Global media on wrong track in China: executive


For the past decade News Corp, Viacom, Time Warner and every other global media behemoth has been wrestling with how to crack the Chinese market.

The benefits are obvious -- a slice of the revenues from a population of 1.3 billion undergoing a massive sea-change in their media consumption habits. According to Anthony Tse, the director of corporate development at Hong Kong-based media conglomerate Tom Group, the total media and entertainment market is already worth US$25 billion, with a relatively under-developed television market alone worth US$7 billion.

The fragmented outdoor advertising sector is already worth US$1.6 billion, with thousands of operators. Likewise, there are still thousands of television operators. Newspapers, which are still heavily state-controlled, are worth US$3 billion and magazine sales are worth $1.5 billion. Any company that can start to bring economies of scale to these businesses, while at the same time negotiating the unpredictable world of Chinese bureaucracy, has an obvious head start.

But the real opportunity, according to Tse, is in new media. Despite frequent stories about Web censorship, Tse says that mobile phones in particular offer content providers a certain latitude that they would not get in traditional media.

Tse says that there is a growing culture of political jokes being spread virally on mobile phones. While the government would never tolerate satire on television or in print, there are signs that it is more accepting of some digital content, he says.

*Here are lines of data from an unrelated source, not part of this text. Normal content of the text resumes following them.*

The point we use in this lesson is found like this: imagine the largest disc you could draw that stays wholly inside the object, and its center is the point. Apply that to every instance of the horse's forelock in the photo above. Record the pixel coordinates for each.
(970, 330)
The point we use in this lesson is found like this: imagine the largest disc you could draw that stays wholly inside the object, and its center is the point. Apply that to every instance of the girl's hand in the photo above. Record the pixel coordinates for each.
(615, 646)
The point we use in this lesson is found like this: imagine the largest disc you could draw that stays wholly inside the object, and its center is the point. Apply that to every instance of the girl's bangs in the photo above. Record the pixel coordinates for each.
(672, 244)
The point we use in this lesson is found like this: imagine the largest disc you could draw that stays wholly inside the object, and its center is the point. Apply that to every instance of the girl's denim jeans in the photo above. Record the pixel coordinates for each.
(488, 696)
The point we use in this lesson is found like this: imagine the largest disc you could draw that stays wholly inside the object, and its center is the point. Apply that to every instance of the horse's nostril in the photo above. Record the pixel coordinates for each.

There are between 100 million and 110 million Internet users in China, around half of whom are hooked up to high-speed broadband. Meanwhile, the country already has 378 million mobile-phone users, city centers are lined with China Telecom shops and the content sector is growing at a bewildering rate.

Tse believes that mobile content has taken off in China, Japan and South Korea because Asian mobile operators are taking a more long-term view. While state-controlled China Telecom takes a 15 percent cut from content providers, Western mobile operators take closer to 50 percent or 60 percent, Tse said.

"They go to China and they always try to hit a home run. But in an emerging market you can't be so short-sighted. We did what we were allowed to do and then started going after the tougher markets. We have a saying internally: We did what we could, then what we would, then what we should," he said.